A narrativa alterna entre as décadas de 1960 e o presente, seguindo a jornada de Elwood, de um adolescente idealista a um homem marcado por suas experiências traumáticas na Nickel Academy. A adaptação cinematográfica enfrenta o desafio de traduzir as linhas do tempo duplas e os monólogos internos em uma mídia visual.
Ross e Barnes com a colaboração do diretor de fotografia Jomo Fray (Runner, 2022), empregam uma cinematografia única em primeira pessoa, permitindo que o público experimente os eventos através dos olhos dos protagonistas. Esta técnica imersiva aprofunda o impacto emocional, tornando as injustiças e brutalidades mais imediatas e pessoais, porém essa opção estética resulta em uma sensação claustrofóbica na experiência, o que pode gerar desconforto para algumas pessoas.
A montagem, assim como a fotografia, tem papel fundamental, intercalando imagens de arquivo dos movimentos civis, de figuras de destaque como Luther King e das muitas violências sofridas pelos negros norte-americanos, principalmente nos estados do sul do país.
O vai-e-vem dos flashbacks pode também colaborar para pequenas confusões temporais, principalmente quando Elwood é adulto e a câmera opta pelo ponto de vista ligeiramente atrás da nuca do personagem e não o da câmera sendo usada como o olho humano (e muitas vezes mimetizando seu movimento aleatório).
Essa decisão foi um risco que o diretor assumiu mesmo antes de criar o storyboard, assim como um editor que compreendesse a visão e montasse o filme de acordo com sua proposta intimista, encontrando em Nicholas Monsour (Nope – 2022) a parceria ideal.
Prêmios e reconhecimento
“Nickel Boys” estreou no 51º Festival de Cinema de Telluride em agosto de 2024 e recebeu aclamação da crítica. Com sua narrativa inovadora, performances poderosas e retrato inflexível das injustiças históricas, a obra nos deixa embasbacados, com raiva, entristecidos.

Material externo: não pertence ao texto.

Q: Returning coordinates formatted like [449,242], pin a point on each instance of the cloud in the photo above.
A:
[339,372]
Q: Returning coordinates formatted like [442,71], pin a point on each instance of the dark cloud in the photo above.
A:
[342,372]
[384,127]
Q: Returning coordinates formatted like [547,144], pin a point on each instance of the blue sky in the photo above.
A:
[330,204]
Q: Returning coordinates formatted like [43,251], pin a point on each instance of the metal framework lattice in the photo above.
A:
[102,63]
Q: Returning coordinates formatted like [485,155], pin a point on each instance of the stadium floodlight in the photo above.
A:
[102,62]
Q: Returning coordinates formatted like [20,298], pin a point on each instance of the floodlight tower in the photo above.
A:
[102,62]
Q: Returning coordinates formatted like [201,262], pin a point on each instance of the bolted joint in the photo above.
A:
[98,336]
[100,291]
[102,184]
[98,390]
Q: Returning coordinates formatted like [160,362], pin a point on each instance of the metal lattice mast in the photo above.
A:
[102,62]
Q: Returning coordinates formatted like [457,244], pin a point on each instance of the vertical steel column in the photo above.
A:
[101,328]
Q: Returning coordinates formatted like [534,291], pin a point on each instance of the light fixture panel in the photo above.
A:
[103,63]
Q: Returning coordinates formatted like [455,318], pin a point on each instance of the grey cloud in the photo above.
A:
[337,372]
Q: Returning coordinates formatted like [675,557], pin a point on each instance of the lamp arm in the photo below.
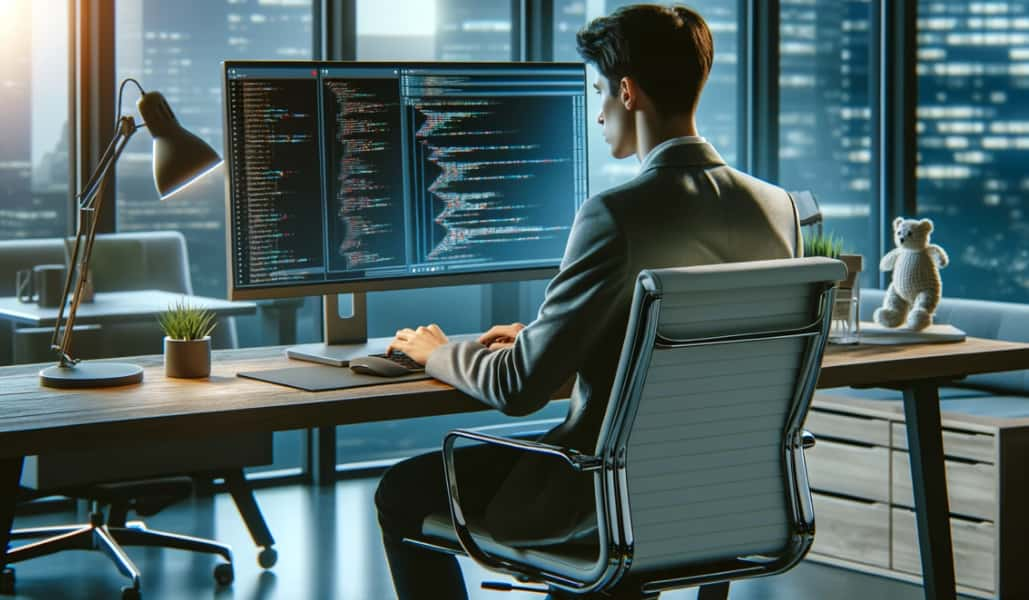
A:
[92,201]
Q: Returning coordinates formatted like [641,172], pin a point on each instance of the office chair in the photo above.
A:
[699,471]
[130,261]
[808,211]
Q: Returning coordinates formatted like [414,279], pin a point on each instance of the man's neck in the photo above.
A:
[652,130]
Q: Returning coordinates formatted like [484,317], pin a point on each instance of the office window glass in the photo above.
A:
[176,47]
[972,136]
[438,30]
[434,30]
[717,117]
[825,117]
[33,120]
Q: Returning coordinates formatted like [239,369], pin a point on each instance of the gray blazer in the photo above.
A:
[685,208]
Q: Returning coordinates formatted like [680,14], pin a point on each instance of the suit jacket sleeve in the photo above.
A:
[578,303]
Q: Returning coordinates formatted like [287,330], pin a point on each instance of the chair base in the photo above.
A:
[109,539]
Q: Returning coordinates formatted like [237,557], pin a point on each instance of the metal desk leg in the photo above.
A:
[10,475]
[928,478]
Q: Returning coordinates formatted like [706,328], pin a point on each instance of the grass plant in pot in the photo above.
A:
[187,340]
[845,327]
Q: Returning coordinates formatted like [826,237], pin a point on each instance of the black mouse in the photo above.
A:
[377,365]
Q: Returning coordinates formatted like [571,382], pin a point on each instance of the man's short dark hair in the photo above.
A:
[666,49]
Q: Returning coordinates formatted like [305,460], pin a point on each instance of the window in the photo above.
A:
[445,30]
[176,47]
[825,117]
[434,30]
[34,119]
[972,135]
[718,113]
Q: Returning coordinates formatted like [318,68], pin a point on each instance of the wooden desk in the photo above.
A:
[34,419]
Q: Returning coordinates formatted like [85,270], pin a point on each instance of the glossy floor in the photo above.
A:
[329,549]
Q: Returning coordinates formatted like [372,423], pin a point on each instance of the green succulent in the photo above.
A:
[830,246]
[182,321]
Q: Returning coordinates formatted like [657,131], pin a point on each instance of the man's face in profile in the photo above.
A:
[618,126]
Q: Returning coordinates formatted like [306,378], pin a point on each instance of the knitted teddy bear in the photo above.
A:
[915,291]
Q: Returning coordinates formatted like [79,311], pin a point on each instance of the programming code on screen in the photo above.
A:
[351,172]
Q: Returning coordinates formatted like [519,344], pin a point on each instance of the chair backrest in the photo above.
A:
[704,425]
[141,260]
[808,211]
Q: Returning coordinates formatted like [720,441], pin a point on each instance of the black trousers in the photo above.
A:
[415,488]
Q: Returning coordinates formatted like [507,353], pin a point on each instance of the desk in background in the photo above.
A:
[118,307]
[35,419]
[112,308]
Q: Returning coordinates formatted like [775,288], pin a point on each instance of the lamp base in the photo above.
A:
[91,375]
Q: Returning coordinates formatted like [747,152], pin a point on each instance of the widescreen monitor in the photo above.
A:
[349,176]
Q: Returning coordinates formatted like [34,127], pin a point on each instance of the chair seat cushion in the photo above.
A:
[575,560]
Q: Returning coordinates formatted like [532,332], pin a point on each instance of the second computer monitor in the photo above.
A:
[362,176]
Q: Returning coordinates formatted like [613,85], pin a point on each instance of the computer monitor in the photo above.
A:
[353,177]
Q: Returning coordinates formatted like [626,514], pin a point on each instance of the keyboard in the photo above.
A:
[401,359]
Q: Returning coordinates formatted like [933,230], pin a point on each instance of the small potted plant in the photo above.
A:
[187,340]
[845,313]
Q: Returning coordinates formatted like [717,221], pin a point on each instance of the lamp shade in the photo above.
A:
[179,156]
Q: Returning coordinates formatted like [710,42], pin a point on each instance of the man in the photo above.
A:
[685,207]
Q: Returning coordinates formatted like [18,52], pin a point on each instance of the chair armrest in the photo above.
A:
[577,461]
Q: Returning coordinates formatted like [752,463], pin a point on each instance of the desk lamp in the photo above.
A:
[179,159]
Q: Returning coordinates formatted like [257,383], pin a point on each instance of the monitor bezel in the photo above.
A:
[295,289]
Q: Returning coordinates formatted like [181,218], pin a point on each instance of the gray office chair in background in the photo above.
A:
[119,482]
[808,212]
[699,470]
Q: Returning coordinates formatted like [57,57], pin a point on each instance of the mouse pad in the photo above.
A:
[318,378]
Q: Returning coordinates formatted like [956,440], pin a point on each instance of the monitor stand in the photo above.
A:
[346,337]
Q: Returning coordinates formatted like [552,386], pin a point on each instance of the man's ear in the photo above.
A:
[629,93]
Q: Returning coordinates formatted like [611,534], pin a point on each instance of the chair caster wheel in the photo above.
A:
[223,574]
[7,581]
[268,557]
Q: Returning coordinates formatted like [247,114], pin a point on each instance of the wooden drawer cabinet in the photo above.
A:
[974,561]
[856,470]
[971,487]
[861,454]
[852,529]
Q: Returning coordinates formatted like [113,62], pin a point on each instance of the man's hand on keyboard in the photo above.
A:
[500,337]
[418,344]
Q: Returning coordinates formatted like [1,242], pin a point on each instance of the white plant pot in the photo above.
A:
[187,358]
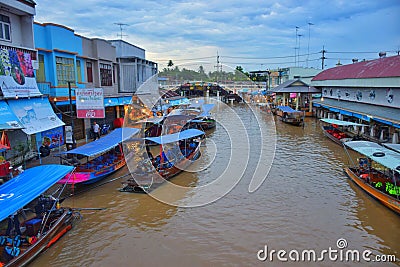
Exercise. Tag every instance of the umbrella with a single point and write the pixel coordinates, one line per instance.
(4, 142)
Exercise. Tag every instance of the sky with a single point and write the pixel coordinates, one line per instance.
(257, 35)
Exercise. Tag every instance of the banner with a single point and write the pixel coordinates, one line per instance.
(35, 114)
(90, 103)
(17, 78)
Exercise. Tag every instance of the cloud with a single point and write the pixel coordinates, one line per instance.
(257, 31)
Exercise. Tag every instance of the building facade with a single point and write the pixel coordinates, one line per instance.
(25, 110)
(368, 92)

A perspectiva em primeira pessoa foi essencial para criar uma experiência imersiva e emocionalmente ressonante.
O filme foi nomeado um dos 10 melhores filmes de 2024 pelo American Film Institute e recebeu inúmeras honrarias, incluindo uma indicação para Melhor Filme – Drama no 82º Golden Globe Awards e uma indicação para Melhor Filme no 97º Academy Awards. Porém “Nickel Boys” merece bem mais do que isso. Merece mais prêmios estéticos e técnicos e, sem dúvida, mereceria uma indicação ao Oscar de Melhor Atriz Coadjuvante para Aunjanue Ellis-Taylor pela sua intensa, terna e comovente interpretação da avó Hattie.

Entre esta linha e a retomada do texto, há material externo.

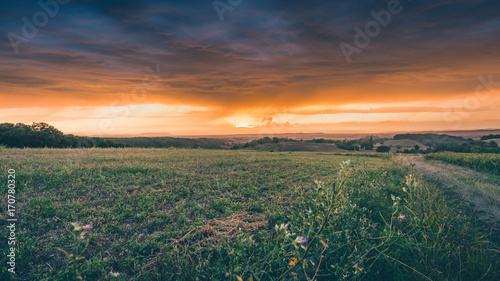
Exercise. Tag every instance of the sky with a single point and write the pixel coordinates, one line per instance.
(203, 67)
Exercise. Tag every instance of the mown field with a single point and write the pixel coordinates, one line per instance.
(177, 214)
(482, 162)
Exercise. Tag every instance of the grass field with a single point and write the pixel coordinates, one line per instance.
(176, 214)
(482, 162)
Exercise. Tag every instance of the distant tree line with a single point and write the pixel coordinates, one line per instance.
(363, 143)
(166, 142)
(356, 144)
(439, 143)
(490, 137)
(263, 140)
(44, 135)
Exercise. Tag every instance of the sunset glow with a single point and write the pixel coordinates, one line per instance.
(175, 68)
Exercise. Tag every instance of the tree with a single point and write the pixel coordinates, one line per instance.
(383, 148)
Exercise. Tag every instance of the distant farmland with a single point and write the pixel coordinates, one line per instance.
(311, 147)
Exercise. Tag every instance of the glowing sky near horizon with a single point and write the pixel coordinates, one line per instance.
(172, 67)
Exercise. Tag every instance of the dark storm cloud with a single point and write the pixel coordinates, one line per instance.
(263, 52)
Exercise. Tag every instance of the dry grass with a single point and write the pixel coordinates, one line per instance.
(479, 192)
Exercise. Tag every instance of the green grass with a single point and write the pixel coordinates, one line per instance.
(482, 162)
(167, 214)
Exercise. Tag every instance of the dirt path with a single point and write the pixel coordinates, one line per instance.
(480, 192)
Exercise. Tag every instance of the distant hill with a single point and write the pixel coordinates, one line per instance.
(165, 142)
(308, 146)
(404, 143)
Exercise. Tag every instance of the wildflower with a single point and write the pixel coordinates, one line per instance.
(88, 227)
(345, 164)
(77, 225)
(411, 181)
(300, 241)
(282, 227)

“Nickel Boys” é um retrato poderoso e preciso dos horrores reais da Escola Dozier, garantindo que essa parte sombria da história nunca seja esquecida. É um filme imperdível para aqueles que buscam um cinema profundo e instigante que não deixa cair em esquecimento os horrores dos chamados centros de reeducação e reabilitação colonialistas e higienistas. Por fim, “Nickel Boys” é inovador e ousado em sua cinematografia, para os que leram o livro, o filme é uma perfeita adaptação, para os que forem direto para o filme a montagem pode deixar de fora algumas partes mais descritivas que ajudam a nos localizar na trama sem a atenção plena a elementos sutis.
Infelizmente, o filme não terá estreia nos cinemas brasileiros. Vai entrar direto no catálogo da plataforma de streaming Amazon Prime no dia 27 de fevereiro.